[BEGINNER] I'm trying to retrieve the first 39 characters

Got a LiveCode personal license? Are you a beginner, hobbyist or educator that's new to LiveCode? This forum is the place to go for help getting started. Welcome!

Moderators: FourthWorld, heatherlaine, Klaus, kevinmiller

Post Reply
shawnblc
VIP Livecode Opensource Backer
VIP Livecode Opensource Backer
Posts: 342
Joined: Fri Jun 01, 2012 11:11 pm

[BEGINNER] I'm trying to retrieve the first 39 characters

Post by shawnblc » Sun May 19, 2013 4:11 am

I'm trying to retrieve the first 39 characters from a webpage. If someone could point me in the right direction, I'd appreciate it.

Code: Select all

put url ("http://domain.com/examples.php") into field "fld1" 
put characters 1 to 39 into field "fld1"

Simon
VIP Livecode Opensource Backer
VIP Livecode Opensource Backer
Posts: 3901
Joined: Sat Mar 24, 2007 2:54 am

Re: [BEGINNER] I'm trying to retrieve the first 39 characte

Post by Simon » Sun May 19, 2013 4:25 am

You're almost there:

Code: Select all

put char 1 to 39 of field "fld1" into field "fld1"
you need a from-to

Simon
I used to be a newbie but then I learned how to spell teh correctly and now I'm a noob!

shawnblc
VIP Livecode Opensource Backer
VIP Livecode Opensource Backer
Posts: 342
Joined: Fri Jun 01, 2012 11:11 pm

Re: [BEGINNER] I'm trying to retrieve the first 39 characte

Post by shawnblc » Sun May 19, 2013 4:46 am

Simon wrote:You're almost there:

Code: Select all

put char 1 to 39 of field "fld1" into field "fld1"
you need a from-to

Simon
Ah. Thank you Simon. That helps a lot. So when I do something like that I need a From ----> To, then I can limit the text. Got it. Thank you again.

dunbarx
VIP Livecode Opensource Backer
VIP Livecode Opensource Backer
Posts: 10331
Joined: Wed May 06, 2009 2:28 pm

Re: [BEGINNER] I'm trying to retrieve the first 39 characte

Post by dunbarx » Sun May 19, 2013 8:01 pm

Hi.

Simon showed you exactly what you were missing with your first attempt, and you both seem to call that "from...to". I see what you mean by that, and also think that you really understand it.

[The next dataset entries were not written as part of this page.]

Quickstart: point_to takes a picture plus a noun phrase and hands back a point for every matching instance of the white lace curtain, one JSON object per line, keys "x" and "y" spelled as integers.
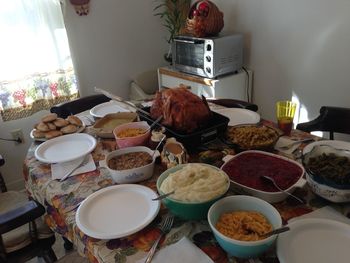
{"x": 36, "y": 70}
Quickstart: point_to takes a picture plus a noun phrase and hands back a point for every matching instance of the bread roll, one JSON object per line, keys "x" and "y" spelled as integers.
{"x": 38, "y": 134}
{"x": 69, "y": 129}
{"x": 42, "y": 127}
{"x": 52, "y": 134}
{"x": 50, "y": 117}
{"x": 59, "y": 122}
{"x": 51, "y": 126}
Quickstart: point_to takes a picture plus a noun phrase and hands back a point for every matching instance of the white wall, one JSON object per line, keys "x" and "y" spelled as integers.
{"x": 296, "y": 48}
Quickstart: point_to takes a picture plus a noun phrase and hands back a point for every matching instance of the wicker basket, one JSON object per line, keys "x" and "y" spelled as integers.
{"x": 200, "y": 26}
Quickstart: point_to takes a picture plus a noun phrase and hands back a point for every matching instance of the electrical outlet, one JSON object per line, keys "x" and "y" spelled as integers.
{"x": 17, "y": 135}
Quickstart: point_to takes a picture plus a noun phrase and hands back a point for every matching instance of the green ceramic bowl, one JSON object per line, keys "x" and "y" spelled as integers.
{"x": 187, "y": 210}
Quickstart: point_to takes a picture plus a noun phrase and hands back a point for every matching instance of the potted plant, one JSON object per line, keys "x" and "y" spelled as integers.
{"x": 173, "y": 13}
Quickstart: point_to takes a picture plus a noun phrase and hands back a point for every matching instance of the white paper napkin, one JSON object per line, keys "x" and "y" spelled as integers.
{"x": 283, "y": 141}
{"x": 58, "y": 170}
{"x": 326, "y": 212}
{"x": 183, "y": 251}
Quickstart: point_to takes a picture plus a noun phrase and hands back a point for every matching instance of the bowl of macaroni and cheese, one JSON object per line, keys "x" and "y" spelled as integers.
{"x": 132, "y": 134}
{"x": 239, "y": 223}
{"x": 197, "y": 186}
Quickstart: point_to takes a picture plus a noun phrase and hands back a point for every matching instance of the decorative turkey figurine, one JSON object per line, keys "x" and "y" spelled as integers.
{"x": 204, "y": 19}
{"x": 81, "y": 6}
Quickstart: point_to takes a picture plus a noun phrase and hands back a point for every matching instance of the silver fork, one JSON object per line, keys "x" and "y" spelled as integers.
{"x": 164, "y": 228}
{"x": 290, "y": 145}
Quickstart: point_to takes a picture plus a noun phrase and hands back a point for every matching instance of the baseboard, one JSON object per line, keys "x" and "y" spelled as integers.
{"x": 17, "y": 185}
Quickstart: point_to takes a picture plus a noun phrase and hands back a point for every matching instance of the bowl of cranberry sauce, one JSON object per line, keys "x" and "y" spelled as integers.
{"x": 246, "y": 170}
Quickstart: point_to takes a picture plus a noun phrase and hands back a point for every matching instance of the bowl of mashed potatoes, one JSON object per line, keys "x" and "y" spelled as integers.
{"x": 196, "y": 187}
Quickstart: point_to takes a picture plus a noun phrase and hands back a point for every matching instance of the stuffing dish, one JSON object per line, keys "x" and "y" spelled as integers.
{"x": 130, "y": 160}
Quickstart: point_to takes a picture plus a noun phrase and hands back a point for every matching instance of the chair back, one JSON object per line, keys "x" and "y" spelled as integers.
{"x": 331, "y": 119}
{"x": 2, "y": 182}
{"x": 65, "y": 109}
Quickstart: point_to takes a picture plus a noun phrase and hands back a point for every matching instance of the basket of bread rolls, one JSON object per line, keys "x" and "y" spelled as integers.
{"x": 52, "y": 126}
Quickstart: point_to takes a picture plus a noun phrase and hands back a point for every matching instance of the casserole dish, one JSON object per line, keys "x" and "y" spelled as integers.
{"x": 325, "y": 188}
{"x": 132, "y": 175}
{"x": 104, "y": 127}
{"x": 246, "y": 168}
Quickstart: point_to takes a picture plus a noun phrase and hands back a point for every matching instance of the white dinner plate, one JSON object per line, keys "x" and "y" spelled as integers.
{"x": 336, "y": 144}
{"x": 82, "y": 128}
{"x": 239, "y": 116}
{"x": 314, "y": 241}
{"x": 117, "y": 211}
{"x": 65, "y": 148}
{"x": 100, "y": 110}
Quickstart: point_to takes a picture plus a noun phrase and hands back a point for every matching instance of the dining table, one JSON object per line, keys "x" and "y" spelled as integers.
{"x": 61, "y": 200}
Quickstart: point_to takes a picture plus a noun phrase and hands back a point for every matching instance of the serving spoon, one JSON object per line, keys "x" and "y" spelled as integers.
{"x": 163, "y": 196}
{"x": 276, "y": 231}
{"x": 271, "y": 180}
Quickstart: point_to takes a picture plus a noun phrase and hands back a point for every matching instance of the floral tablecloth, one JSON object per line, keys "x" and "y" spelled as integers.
{"x": 61, "y": 200}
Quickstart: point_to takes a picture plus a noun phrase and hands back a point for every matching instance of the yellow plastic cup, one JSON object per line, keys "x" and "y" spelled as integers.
{"x": 285, "y": 111}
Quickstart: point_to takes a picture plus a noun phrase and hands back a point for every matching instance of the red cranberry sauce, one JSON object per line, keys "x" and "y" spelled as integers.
{"x": 247, "y": 170}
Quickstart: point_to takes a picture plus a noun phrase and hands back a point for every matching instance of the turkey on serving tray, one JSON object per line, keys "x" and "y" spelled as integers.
{"x": 181, "y": 109}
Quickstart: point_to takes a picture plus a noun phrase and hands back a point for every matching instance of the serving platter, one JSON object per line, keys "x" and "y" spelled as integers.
{"x": 239, "y": 116}
{"x": 117, "y": 211}
{"x": 31, "y": 135}
{"x": 112, "y": 106}
{"x": 65, "y": 148}
{"x": 314, "y": 240}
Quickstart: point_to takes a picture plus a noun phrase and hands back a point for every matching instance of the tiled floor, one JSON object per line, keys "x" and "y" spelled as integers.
{"x": 62, "y": 255}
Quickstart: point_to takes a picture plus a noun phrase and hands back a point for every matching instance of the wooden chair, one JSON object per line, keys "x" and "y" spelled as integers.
{"x": 23, "y": 235}
{"x": 65, "y": 109}
{"x": 331, "y": 119}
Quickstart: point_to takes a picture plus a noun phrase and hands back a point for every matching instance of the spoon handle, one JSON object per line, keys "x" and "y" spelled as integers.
{"x": 163, "y": 196}
{"x": 277, "y": 231}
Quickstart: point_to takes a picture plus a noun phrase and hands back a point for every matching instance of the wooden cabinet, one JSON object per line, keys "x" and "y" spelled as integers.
{"x": 233, "y": 86}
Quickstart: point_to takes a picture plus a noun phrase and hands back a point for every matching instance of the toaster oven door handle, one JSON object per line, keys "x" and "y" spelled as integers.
{"x": 189, "y": 41}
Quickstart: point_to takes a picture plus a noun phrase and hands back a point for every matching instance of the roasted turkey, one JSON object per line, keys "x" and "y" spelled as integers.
{"x": 181, "y": 109}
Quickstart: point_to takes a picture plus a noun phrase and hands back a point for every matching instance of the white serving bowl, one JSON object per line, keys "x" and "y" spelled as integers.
{"x": 324, "y": 190}
{"x": 133, "y": 175}
{"x": 271, "y": 197}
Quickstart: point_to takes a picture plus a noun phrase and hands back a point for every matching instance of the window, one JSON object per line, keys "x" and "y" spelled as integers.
{"x": 36, "y": 70}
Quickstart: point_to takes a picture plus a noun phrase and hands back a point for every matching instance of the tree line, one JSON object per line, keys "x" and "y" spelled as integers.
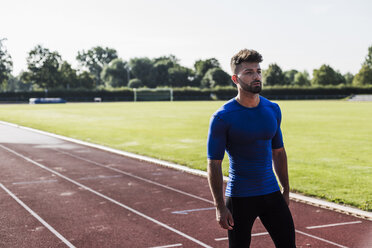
{"x": 101, "y": 68}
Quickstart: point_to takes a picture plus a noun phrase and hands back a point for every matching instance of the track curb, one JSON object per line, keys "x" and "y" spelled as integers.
{"x": 294, "y": 196}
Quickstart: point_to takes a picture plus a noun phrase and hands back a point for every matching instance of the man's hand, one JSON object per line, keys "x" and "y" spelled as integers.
{"x": 224, "y": 218}
{"x": 286, "y": 196}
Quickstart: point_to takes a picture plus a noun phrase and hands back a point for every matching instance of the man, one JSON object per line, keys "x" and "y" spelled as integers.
{"x": 248, "y": 128}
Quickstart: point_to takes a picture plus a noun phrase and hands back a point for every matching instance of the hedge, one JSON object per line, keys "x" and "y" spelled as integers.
{"x": 188, "y": 93}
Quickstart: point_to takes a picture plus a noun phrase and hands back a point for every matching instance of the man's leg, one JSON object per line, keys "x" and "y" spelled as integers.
{"x": 244, "y": 216}
{"x": 278, "y": 221}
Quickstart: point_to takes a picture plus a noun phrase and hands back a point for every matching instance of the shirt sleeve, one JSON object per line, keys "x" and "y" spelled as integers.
{"x": 277, "y": 140}
{"x": 216, "y": 143}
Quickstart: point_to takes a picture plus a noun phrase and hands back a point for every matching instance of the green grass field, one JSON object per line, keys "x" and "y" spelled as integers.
{"x": 329, "y": 143}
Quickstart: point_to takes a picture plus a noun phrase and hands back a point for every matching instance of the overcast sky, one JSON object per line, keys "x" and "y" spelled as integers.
{"x": 300, "y": 34}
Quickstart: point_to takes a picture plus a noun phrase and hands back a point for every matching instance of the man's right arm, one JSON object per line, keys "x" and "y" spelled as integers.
{"x": 215, "y": 180}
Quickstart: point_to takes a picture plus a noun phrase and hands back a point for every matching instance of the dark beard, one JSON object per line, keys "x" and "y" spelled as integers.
{"x": 251, "y": 88}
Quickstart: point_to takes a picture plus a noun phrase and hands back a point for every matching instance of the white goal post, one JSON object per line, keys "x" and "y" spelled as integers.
{"x": 159, "y": 94}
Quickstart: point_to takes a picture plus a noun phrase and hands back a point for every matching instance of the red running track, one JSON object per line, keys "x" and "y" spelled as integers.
{"x": 54, "y": 193}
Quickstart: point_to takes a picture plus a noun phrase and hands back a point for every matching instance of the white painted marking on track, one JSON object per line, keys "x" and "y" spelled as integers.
{"x": 108, "y": 198}
{"x": 40, "y": 181}
{"x": 137, "y": 177}
{"x": 253, "y": 235}
{"x": 167, "y": 246}
{"x": 50, "y": 228}
{"x": 321, "y": 239}
{"x": 192, "y": 210}
{"x": 99, "y": 177}
{"x": 335, "y": 224}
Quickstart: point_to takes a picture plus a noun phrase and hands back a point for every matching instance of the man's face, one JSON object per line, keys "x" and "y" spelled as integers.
{"x": 249, "y": 77}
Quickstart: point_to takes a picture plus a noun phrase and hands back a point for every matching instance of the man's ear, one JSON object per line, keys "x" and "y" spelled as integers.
{"x": 234, "y": 79}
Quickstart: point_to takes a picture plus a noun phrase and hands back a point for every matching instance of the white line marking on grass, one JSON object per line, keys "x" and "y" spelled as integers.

I just want you to go back to that first post, where you say:

put characters 1 to 39 into field "fld1"

and read this carefully. Even though just one line previously you loaded that very field with data, LiveCode will not know how to deal with this line. Characters 1 to 39 of what, exactly? In other words, you have to think like the engine does, and make sure that you can mentally parse a line of code into a sensible statement:

put characters 1 to 39 "OF SOME SOURCE OF DATA" into fld "fld1".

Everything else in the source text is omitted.